Lunch with the bikes in the middle of paddy fields_shimoga2

Now, one doesn’t need to be an Einstein to know the piquant non vegetarian food trend in this part of the country & as we all know that recently Maharashtra government took an initiate to save the cows from extinction by people like us & so beef kebabs was my first choice for this fiesta. A budget lodge assured us a safe parking for our bikes & suddenly we see people with lungis giving us eccentric looks in the hotel corridor, maybe in our riding gears we were matching up to the looks of extraterrestrial creatures.

murdeshwara temple3

We were strictly informed that post 10:30 pm getting food will be an uphill task & we didn’t wanted to take a chance. We found an Arab theme restaurant known as Eats of Arabs serving some Mughlai dishes for the night, now one small thing to note before you enter any restaurants/dhaba in any tier 2 or tier 3 cities that do not expect a lighting fast service unlike Mumbai or its local train. People here want you to go through the menu properly & then order rather than testing the culinary skills of the waiter or the chef. One particular sauce which we were served with the snacks was an exclusive one of the restaurant. That made the cook eligible for the same treatment which Shah Jahan gave to the workers who constituted the Taj Mahal for him, jokes apart but a perfect blend of egg whites with garlic, green chillies & salt made it deplete from our plates at a rate even faster than any delivery of Dale Steyn.

om beach (2)

The next day we continued our saga with Upma, Idlis & throttled our bikes straight towards the coffee estates. Being situated around 20 kms away from the city, the route to the coffee estates is a true bliss for any bikers. The twisties are quite challenging & the higher you go the surprising element of the weather starts unfolding in front of you. With the help of one of the local maps we were trying to surmount Mullayyanagiri, the highest peak of Karnataka at a height of 6300 ft but then we realised that we had missed a turn & we are 10 kilometres ahead of it but then if you remember the lines of the famous writer JRR Tolkien “Not All Who Wander Are Lost” it proved right for us at that moment of time. We heard a sound, sound of waterfalls & as we followed the sound of the falls downhill we saw 4×4 jeeps waiting to take tourists down to the falls. According to the drivers it’s a very tough route & only they can manoeuvre the vehicles there.

murdeshwara temple

We hoped onto one & soon we befriended the local driver who was also our harbinger to the falls which is also known as Dabdabe falls. The moment we reached the base of the fall after 20 minutes bumpy jeep ride, the F (read as fabulous) word was the instant reaction to the exquisiteness & singularity of this point. We spend some good time there imprecating ourselves for not carrying our swimming costumes with us but then again there was surprise, little did we know that instead of carrying the swimming costumes we should have carried our rain suites. The skies opened up & our happiness was short lived as we had run for shelter into the jeep to save the electronics from the precipitous rains. The way back uphill definitely needed some polished driving skills since by now the route was slushy & the jeep was going sideways due to stock road tires. The driver introduced us to a good road side dhaba & again there my avocation of beef kebabs provoked me.
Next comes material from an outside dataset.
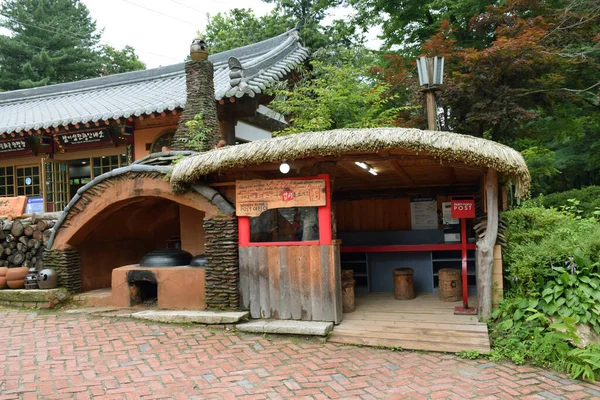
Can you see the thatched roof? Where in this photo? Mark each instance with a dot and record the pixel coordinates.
(450, 147)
Some freshly fried beef along with Egg bhurji & parantha saw us through the lunch session. Locals here along with the coffee estate owners facilitate loads of Home Stay options with good local food. In order to spend the second day in the hills we went to check out some home stay options nearby but damn again a surprise visit by the rain gods & that made completely drenched & with no extra clothes to indemnify we were at complete mercy of the nature. The temperature dropped as low as 15 degree Celsius & then we realized if we stay here post sunset our chance of going back to the town is will be precarious. We took a major risk, battling the light drizzle & bone cracking chilly cross winds we decided to roll, by the time we reached our lodge we were shivering like a Chihuahua. I never expected myself to taste the best coffee of the country in its homeland for the first time like this & under these circumstances. Every word in the dictionary will fall short to explain the moment; the coffee acted like that grace marks you get in school in order to just hop onto the next standard. That night we inhibited ourselves into our hotel room under the blankets & sipping onto some more coffee. Little did we know that we are heading towards a sleepless night too, thanks to the kindness of the hotel authorities we were left at the mercy of hundred of bedbugs along with the blankets & pillows. Somebody should ask Kunal about the night, according to him it was easy tackling his boss in office rather than this infestation, I completely agree to his point, though both don’t let us have a peaceful sleep but at least bosses do not bite you. Salil gave a damn to this epic fight going on, finally me & Kunal landed ourselves on the corridor of the hotel, joined some chairs & then tried our level best to romance Alice in our dreamland.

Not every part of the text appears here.